While often invoking Arafat's legacy, Abbas has chosen a more moderate path, denouncing violence as counterproductive to achieving Palestinian statehood. In a symbol of that break, Abbas, widely known as Abu Mazen, plans to build a new presidential compound away from the headquarters that Arafat inhabited.

"Abu Mazen is building his own political system," political scientist Ali Jarbawi said. "He praises Arafat, but he is going ahead with his own program and his own way, seeking his own legitimacy."

At the same time, the Arafat myth is growing.

He is held up as an example of resistance who refused to crack under Israeli pressure, and as the man who thrust the Palestinian quest for statehood onto the international stage.

"Arafat led the Palestinian people for 40 years, and he has earned a place in history as the father of the Palestinian nation," said Palestinian Housing Minister Mohammed Ishtayeh. "Like de Gaulle, Churchill, Kennedy and Castro, he is one of the few world leaders who people know and whose name and image they recognize."

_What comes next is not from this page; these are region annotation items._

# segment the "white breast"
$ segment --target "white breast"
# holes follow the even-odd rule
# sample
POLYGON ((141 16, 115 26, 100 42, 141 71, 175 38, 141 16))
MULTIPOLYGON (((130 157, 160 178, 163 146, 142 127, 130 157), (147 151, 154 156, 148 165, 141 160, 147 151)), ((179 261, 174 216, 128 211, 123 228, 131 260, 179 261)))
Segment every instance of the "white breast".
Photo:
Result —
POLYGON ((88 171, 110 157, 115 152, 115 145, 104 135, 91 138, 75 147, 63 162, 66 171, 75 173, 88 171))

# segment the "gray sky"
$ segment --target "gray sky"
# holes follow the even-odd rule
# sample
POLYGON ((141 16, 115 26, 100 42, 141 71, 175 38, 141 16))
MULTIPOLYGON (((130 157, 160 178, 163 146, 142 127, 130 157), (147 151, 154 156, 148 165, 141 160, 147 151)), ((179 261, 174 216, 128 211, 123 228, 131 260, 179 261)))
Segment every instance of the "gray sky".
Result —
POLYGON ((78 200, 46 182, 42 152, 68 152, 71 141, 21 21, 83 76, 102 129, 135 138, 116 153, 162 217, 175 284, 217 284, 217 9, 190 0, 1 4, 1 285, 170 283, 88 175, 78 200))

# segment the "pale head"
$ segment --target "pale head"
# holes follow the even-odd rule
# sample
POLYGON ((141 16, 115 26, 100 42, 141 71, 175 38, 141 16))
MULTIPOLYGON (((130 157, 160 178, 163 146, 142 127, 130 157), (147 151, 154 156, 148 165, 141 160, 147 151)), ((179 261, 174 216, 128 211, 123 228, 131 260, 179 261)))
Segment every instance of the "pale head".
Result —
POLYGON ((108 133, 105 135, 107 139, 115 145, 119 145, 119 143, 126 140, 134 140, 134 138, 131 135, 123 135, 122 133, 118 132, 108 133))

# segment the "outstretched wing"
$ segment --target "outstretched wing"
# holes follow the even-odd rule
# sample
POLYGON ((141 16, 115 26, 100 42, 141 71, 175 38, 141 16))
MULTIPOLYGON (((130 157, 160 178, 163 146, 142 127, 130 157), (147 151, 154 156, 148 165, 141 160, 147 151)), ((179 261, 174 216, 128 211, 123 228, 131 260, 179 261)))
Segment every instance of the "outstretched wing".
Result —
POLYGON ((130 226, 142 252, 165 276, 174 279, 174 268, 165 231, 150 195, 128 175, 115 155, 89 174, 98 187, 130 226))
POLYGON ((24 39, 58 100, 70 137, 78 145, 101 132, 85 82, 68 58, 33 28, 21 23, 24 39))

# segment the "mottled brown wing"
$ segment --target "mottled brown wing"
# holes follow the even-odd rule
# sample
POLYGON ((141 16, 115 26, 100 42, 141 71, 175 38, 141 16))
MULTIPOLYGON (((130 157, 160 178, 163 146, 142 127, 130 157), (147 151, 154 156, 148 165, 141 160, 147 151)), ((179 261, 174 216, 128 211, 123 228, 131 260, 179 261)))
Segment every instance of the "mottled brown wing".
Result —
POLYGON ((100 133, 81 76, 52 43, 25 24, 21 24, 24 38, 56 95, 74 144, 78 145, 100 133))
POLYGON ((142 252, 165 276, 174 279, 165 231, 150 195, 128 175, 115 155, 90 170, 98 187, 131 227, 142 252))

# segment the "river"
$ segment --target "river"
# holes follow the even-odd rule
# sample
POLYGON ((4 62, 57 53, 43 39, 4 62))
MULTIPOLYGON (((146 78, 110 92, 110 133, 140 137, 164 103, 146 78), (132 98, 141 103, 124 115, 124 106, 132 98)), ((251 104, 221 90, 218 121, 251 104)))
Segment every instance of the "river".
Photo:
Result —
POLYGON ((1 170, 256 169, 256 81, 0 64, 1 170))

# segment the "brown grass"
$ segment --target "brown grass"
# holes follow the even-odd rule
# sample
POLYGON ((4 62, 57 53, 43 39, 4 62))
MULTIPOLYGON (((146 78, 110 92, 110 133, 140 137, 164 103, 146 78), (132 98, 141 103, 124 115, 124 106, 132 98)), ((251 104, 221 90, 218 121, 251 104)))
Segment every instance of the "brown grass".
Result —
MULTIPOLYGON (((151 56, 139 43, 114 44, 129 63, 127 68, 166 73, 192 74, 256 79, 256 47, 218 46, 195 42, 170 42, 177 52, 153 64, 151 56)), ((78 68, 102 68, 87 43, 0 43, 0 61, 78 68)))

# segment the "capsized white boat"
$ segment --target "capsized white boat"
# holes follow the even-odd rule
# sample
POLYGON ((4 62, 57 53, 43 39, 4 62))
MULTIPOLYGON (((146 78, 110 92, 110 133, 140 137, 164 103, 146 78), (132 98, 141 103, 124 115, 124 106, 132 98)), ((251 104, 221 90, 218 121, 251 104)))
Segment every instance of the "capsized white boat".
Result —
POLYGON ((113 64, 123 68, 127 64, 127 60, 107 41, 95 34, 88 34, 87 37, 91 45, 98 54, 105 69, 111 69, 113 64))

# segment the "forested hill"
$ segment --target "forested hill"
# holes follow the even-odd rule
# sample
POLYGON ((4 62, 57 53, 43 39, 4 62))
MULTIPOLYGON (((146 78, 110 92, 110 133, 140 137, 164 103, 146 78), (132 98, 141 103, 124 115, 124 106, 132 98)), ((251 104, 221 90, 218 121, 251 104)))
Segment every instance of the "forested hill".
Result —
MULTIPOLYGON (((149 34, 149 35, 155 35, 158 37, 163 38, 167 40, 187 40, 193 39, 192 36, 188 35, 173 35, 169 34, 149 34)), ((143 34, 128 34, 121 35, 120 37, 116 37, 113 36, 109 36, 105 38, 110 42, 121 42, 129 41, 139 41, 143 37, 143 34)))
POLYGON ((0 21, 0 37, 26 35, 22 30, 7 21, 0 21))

Israel stopped regarding Arafat as a partner after Israeli-Palestinian peace talks broke down in late 2000 and a second Palestinian uprising erupted. President Bush also shunned him.

Arafat's nephew, Palestinian Foreign Minister Nasser al-Kidwa, rejected Israeli and U.S. claims that Arafat was an impediment to peace. His uncle, he said, refused offers of a truncated state.

"Arafat wasn't an obstacle for the peace process," Al-Kidwa told The Associated Press. "He was an obstacle to plans that were unacceptable to the Palestinians."

Although a year has passed since Arafat died, there is still no clear-cut explanation of what killed him. The Percy Military Hospital that treated him has not clarified matters, and its medical records on Arafat, recently leaked to reporters, have proven inconclusive.

Rumors persist that Arafat died of AIDS or was poisoned by Israel, a charge Israel denies.

Al-Kidwa said he is convinced his uncle did not die of natural causes, and that Israel killed him. But he acknowledged he did not have tangible evidence and said his impression did not reflect an official position.

Elsewhere in the West Bank on Friday, 300 masked men, some carrying assault rifles and other weapons, marched in tribute to Arafat through the village of Dura near Hebron, waving Arafat posters and Palestinian flags.